Skip to content

🎯 Chapter 17 — Model Evaluation

Generalization error, out-of-sample evaluation, overfitting vs underfitting, cross-validation, and metrics for both regression and classification. Includes math, worked examples, Mermaid diagrams.


1) Generalization Error & Out-of-Sample Evaluation

Goal: Estimate how well a model will perform on unseen data.

Let data distribution be \(\mathcal{D}\) and loss \(L\).
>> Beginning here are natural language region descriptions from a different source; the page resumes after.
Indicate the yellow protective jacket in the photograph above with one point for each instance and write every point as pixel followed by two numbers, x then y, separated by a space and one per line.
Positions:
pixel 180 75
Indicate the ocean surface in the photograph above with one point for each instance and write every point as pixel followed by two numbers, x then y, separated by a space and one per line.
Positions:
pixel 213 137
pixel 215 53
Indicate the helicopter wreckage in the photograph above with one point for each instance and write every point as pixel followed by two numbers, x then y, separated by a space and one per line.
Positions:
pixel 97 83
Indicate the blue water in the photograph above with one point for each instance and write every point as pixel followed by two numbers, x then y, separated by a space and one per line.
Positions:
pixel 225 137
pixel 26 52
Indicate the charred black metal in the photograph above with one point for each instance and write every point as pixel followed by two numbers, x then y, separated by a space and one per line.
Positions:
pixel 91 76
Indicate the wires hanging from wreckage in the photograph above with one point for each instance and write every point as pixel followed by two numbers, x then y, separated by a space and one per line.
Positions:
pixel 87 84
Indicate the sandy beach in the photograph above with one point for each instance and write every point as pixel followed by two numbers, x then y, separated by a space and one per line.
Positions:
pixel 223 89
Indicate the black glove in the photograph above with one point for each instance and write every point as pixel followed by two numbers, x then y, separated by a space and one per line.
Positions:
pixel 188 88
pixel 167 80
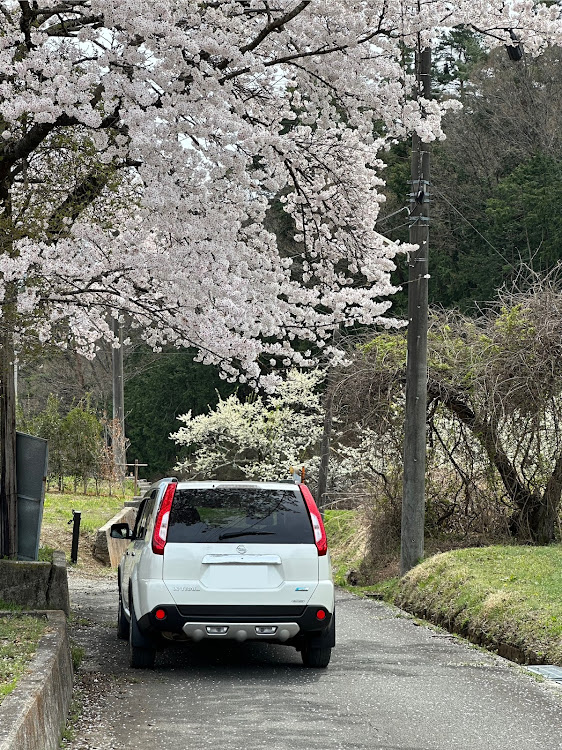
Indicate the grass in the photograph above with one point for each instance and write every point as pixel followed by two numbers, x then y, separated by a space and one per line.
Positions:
pixel 95 511
pixel 500 594
pixel 19 636
pixel 506 597
pixel 56 528
pixel 346 539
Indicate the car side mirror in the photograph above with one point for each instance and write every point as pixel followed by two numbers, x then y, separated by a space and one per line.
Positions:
pixel 120 531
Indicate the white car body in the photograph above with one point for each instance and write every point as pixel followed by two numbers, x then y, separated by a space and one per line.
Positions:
pixel 229 560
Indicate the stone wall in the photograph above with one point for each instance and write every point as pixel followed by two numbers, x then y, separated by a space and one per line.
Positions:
pixel 35 585
pixel 107 550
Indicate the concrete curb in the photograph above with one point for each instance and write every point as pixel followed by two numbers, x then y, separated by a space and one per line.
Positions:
pixel 33 716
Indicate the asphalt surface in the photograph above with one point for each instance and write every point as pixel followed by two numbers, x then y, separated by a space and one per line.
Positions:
pixel 391 684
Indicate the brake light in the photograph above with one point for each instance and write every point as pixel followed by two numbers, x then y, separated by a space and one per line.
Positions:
pixel 316 520
pixel 162 520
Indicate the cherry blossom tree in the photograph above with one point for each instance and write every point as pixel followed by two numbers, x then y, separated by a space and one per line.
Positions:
pixel 141 145
pixel 259 438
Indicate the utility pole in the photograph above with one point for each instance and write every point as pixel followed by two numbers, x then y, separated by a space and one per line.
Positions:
pixel 325 450
pixel 118 438
pixel 413 497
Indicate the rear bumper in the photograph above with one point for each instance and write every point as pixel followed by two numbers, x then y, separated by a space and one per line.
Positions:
pixel 240 623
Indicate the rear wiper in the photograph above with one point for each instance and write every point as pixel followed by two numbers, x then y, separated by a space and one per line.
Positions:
pixel 231 534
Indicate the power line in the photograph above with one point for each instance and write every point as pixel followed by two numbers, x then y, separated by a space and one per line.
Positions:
pixel 471 225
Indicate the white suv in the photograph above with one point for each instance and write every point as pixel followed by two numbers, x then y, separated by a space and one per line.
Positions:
pixel 226 560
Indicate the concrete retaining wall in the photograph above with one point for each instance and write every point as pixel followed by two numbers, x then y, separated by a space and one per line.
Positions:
pixel 107 550
pixel 35 585
pixel 33 716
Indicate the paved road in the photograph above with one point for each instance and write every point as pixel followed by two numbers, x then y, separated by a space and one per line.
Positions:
pixel 391 685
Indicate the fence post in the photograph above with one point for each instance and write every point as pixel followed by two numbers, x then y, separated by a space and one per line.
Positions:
pixel 76 516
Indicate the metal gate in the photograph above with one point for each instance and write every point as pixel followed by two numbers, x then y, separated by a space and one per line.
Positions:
pixel 31 470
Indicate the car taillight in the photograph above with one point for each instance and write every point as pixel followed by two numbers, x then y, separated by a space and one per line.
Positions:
pixel 316 520
pixel 162 520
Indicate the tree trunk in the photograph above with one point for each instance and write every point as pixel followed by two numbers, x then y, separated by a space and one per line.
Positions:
pixel 8 487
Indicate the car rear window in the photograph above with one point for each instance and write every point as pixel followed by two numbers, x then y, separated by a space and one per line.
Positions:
pixel 240 514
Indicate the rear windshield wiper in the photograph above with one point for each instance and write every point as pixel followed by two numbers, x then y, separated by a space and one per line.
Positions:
pixel 231 534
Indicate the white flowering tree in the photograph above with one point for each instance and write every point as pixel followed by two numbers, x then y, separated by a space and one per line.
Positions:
pixel 142 143
pixel 258 438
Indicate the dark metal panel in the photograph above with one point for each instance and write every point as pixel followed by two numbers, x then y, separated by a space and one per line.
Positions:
pixel 31 468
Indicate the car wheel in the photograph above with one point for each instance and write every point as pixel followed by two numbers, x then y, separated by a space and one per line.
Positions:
pixel 142 653
pixel 318 658
pixel 122 622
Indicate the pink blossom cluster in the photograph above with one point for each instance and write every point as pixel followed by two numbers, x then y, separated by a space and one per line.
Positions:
pixel 142 145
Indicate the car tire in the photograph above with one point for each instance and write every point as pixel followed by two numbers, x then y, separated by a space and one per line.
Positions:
pixel 317 658
pixel 122 622
pixel 142 654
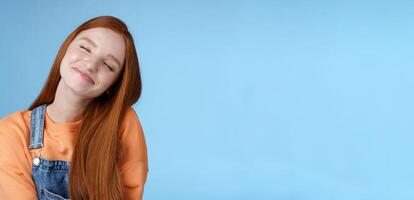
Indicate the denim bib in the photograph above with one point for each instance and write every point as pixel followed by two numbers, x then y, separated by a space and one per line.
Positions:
pixel 49 176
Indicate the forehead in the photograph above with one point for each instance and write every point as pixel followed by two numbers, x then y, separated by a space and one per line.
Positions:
pixel 106 40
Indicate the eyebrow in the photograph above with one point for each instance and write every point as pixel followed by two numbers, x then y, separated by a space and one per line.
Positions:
pixel 94 44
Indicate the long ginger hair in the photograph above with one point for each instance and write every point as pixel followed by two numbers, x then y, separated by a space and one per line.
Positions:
pixel 94 172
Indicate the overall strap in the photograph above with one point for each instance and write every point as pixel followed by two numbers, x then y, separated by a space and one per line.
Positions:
pixel 37 122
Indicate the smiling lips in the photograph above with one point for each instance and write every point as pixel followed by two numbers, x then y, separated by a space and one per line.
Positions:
pixel 84 75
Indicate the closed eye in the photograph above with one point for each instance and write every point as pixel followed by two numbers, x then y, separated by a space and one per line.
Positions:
pixel 82 47
pixel 109 67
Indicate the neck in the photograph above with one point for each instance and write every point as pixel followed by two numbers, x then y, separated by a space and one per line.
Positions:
pixel 67 106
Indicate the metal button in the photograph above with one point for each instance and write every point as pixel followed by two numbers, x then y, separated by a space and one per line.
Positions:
pixel 36 161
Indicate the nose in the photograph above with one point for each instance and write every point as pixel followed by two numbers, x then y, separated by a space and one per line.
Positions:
pixel 92 64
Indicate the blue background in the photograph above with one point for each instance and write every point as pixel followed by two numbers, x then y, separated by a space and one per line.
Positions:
pixel 249 99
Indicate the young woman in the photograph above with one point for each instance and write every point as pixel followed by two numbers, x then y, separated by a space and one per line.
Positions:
pixel 80 139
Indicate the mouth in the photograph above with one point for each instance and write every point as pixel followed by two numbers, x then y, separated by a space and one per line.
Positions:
pixel 84 75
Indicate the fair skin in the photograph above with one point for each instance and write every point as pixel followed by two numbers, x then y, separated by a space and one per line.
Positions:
pixel 92 63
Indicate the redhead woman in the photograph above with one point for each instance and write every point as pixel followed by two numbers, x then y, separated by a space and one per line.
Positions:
pixel 80 138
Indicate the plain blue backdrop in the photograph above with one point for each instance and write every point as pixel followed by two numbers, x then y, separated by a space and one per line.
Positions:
pixel 296 100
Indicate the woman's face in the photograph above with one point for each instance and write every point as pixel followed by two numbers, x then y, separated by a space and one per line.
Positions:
pixel 93 61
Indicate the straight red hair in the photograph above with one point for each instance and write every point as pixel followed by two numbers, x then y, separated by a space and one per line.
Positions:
pixel 94 172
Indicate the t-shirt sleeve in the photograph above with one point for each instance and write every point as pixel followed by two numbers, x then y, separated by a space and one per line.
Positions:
pixel 134 164
pixel 15 171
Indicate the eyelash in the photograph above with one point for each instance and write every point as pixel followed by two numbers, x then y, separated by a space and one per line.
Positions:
pixel 86 49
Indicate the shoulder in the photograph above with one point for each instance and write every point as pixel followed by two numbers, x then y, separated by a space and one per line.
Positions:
pixel 130 122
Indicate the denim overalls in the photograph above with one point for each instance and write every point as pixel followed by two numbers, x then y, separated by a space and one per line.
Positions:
pixel 49 176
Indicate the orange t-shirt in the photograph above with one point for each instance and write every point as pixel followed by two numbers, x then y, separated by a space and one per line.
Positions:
pixel 16 159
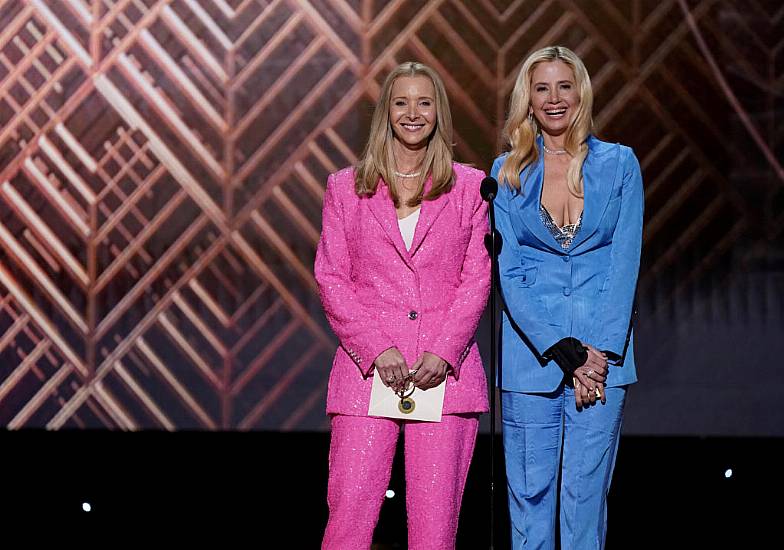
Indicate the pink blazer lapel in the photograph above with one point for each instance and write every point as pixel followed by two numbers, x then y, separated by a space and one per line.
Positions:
pixel 427 216
pixel 384 211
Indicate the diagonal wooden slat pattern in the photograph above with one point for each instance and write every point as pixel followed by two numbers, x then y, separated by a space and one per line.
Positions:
pixel 162 167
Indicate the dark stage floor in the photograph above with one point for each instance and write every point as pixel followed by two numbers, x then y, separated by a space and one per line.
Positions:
pixel 250 489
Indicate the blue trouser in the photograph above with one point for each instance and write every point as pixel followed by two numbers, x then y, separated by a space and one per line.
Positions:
pixel 535 426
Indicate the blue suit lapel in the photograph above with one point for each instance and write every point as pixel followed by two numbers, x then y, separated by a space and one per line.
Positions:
pixel 601 169
pixel 529 199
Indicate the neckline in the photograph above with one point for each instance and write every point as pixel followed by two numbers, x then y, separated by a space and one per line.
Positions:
pixel 561 227
pixel 411 214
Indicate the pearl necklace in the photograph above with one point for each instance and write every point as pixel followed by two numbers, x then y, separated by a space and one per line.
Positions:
pixel 554 152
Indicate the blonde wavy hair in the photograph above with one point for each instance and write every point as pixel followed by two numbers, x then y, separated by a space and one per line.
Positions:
pixel 378 158
pixel 520 130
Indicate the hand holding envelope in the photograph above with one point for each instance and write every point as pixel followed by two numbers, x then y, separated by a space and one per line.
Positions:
pixel 411 403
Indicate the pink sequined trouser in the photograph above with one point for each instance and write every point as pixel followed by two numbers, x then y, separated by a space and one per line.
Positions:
pixel 437 456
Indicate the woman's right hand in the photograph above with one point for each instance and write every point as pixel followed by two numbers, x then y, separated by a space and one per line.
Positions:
pixel 589 378
pixel 392 368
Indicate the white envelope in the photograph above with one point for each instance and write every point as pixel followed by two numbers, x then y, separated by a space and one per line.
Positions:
pixel 427 404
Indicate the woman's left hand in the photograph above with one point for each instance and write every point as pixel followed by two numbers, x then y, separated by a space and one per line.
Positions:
pixel 431 371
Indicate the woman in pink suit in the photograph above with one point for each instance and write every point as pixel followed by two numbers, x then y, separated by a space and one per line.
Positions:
pixel 404 278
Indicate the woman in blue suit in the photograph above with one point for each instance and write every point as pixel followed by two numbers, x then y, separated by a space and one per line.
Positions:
pixel 570 212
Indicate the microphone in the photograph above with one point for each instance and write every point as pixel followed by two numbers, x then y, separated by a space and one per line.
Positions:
pixel 489 188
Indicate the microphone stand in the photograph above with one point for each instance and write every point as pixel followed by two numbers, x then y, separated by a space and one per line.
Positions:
pixel 493 243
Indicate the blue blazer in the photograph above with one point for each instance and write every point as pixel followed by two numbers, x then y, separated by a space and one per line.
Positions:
pixel 586 291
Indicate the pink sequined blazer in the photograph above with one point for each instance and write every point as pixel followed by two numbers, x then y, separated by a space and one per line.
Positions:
pixel 377 294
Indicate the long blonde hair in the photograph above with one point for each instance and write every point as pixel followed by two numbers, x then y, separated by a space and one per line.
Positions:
pixel 378 159
pixel 521 130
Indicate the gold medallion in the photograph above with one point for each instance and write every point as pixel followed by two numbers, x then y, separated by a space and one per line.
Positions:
pixel 406 405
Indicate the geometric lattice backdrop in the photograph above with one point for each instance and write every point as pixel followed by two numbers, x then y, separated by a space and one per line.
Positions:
pixel 162 166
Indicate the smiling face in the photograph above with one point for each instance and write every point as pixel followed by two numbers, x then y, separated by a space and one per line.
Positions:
pixel 554 96
pixel 412 111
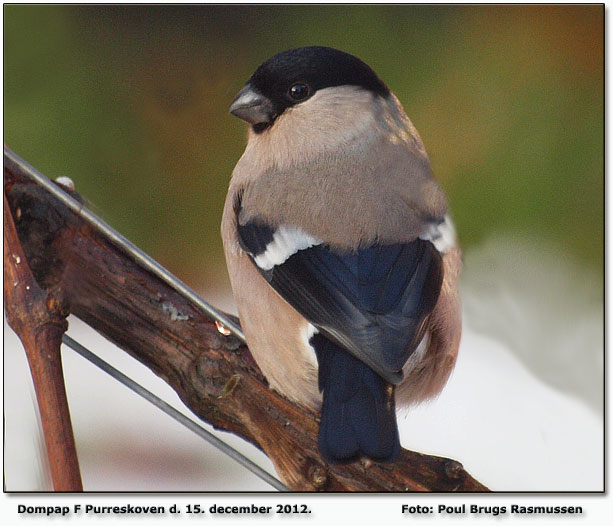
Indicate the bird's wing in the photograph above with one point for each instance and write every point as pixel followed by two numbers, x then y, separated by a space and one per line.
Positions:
pixel 373 302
The generalization error of a learned predictor \(\hat f\) is:

\[\mathcal{E}_{\text{gen}}(\hat f) = \mathbb{E}_{(x,y)\sim \mathcal{D}}[L(y, \hat f(x))]. \]

Since \(\mathcal{D}\) is unknown, we estimate with a test set:

\[\hat{\mathcal{E}}_{\text{test}}(\hat f) = \frac{1}{m} \sum_{i=1}^{m} L(y_i, \hat f(x_i)). \]
graph TD
    A[Dataset] --> B[Train Set]
    A --> C[Validation Set]
    A --> D[Test Set]
    B --> E[Train Model]
    C --> F[Tune Hyperparameters]
    D --> G[Final Out-of-Sample Estimate]

2) Bias–Variance Tradeoff (Regression)

For squared loss:

\[\mathbb E[(y-\hat f(x))^2] = (\mathbb E[\hat f(x)] - f(x))^2 + \mathbb Var[\hat f(x)] + \sigma^2. \]
  • Underfitting → high bias, low variance (too simple).
  • Overfitting → low bias, high variance (too complex).

Visualization:
Bias–Variance Curve


3) Evaluation Metrics

3.1 Regression Metrics

Metric Formula Interpretation
MAE \(\frac{1}{n}\sum_i\|y_i - \hat y_i\|\) Average absolute error
MSE \(\frac{1}{n}\sum_i (y_i - \hat y_i)^2\) Penalizes large errors
RMSE \(\sqrt{\text{MSE}} \) Root of MSE
\( 1 - \frac{\sum_i (y_i-\hat y_i)^2}{\sum_i (y_i-\bar y)^2}\) Variance explained

Manual example (tiny):
True: [2, 3, 5, 4, 7], Pred: [2.0, 3.1, 4.2, 5.3, 6.4] → MAE=0.56, MSE=0.54, RMSE≈0.73, R²≈0.82


3.2 Classification Metrics

Confusion matrix (binary):

Predicted + Predicted -
Actual + TP FN
Actual - FP TN
  • Accuracy: \( \frac{TP+TN}{TP+FP+TN+FN} \)
  • Precision: \( \frac{TP}{TP+FP} \)
  • Recall (TPR): \( \frac{TP}{TP+FN} \)
  • F1: \( 2\cdot \frac{PR}{P+R} \)
  • AUC: area under ROC curve (threshold-independent).

4) Cross-Validation

k‑Fold Cross Validation: Divide data into k folds; train on k−1 and validate on the remaining fold.

\[\hat S_{\text{CV}} = \frac{1}{k}\sum_{j=1}^k S(\hat f^{(-j)}, V_j) \]
  • Stratified CV: keeps class balance (classification).
  • LOOCV: each fold has one sample; high variance.

Visualization:
Cross-Validation Scores


5) Overfitting vs Underfitting – Quick Guide

Situation Train Error Validation Error Description
Underfitting High High Model too simple
Overfitting Low High Model too complex
Good Fit Low Low Balanced generalization

6) Practice Questions

  1. Derive the bias–variance decomposition for squared loss.
  2. Explain why test data must remain untouched until final evaluation.
  3. Demonstrate k-fold CV on small data by hand.
  4. Compute Accuracy, Precision, Recall, and F1 from a confusion matrix.
  5. Explain how cross-validation mitigates overfitting.